Data types
Every report can be divided into two essential parts: data and structure. This part of documentation deals with the data part, while the details of the report structure are described here.
Content comes from several sources, like SmartSensor API, Raw Data Collector, MCCU API or Drive DB. Each source has its own custom connector and provides a data unique format and structure. On the other hand, for simplicity of report development, only few data structures are needed. Time series, vectors with raw signals, and structures that can handle collection of both is enough to handle most of the report numerical content, while simple dict-like structures are mostly fine for handling with data like device properties or metadata.

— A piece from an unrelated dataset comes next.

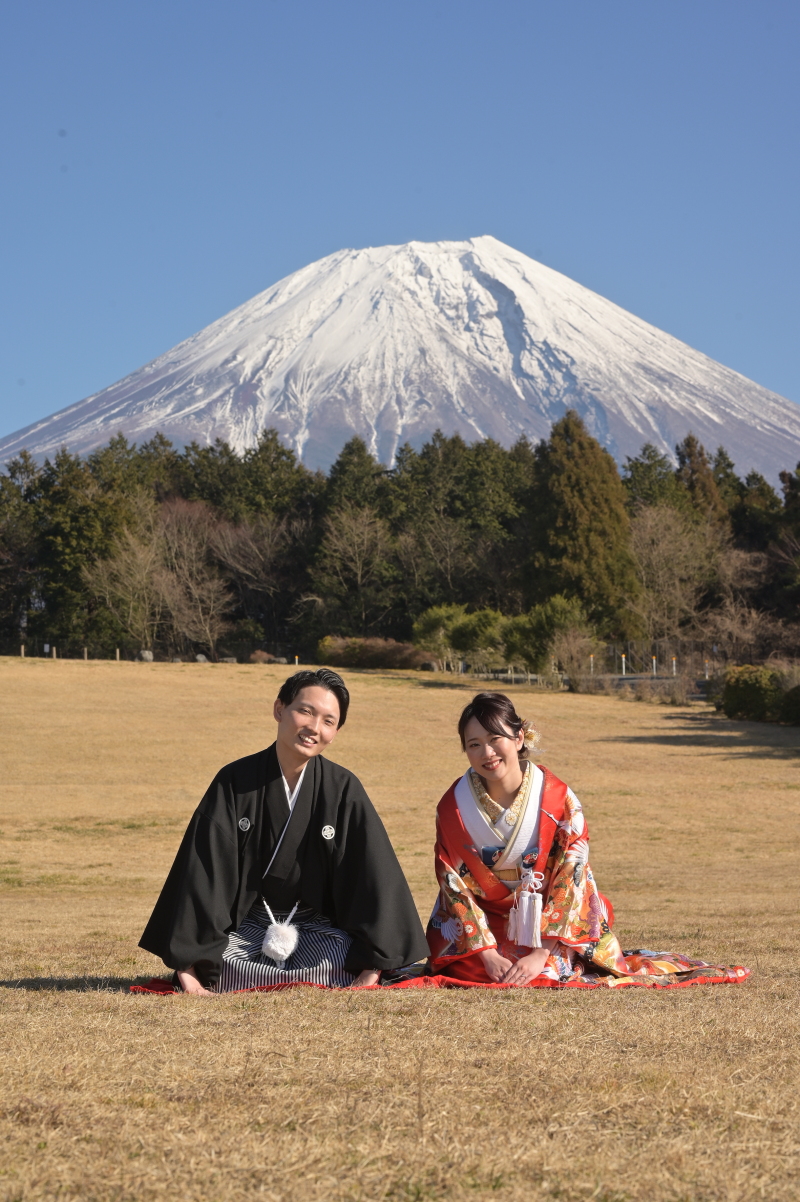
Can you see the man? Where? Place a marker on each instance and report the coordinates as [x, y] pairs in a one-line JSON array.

On the high level datatypes can be divided into two main groups.
Data containers
These objects store the data in a form convenient for the analysis and visualisation in the report. They have some extra methods that help with data processing, but does not have any methods that read the data from external sources.
Because of above, external data is provided to them only at initialization.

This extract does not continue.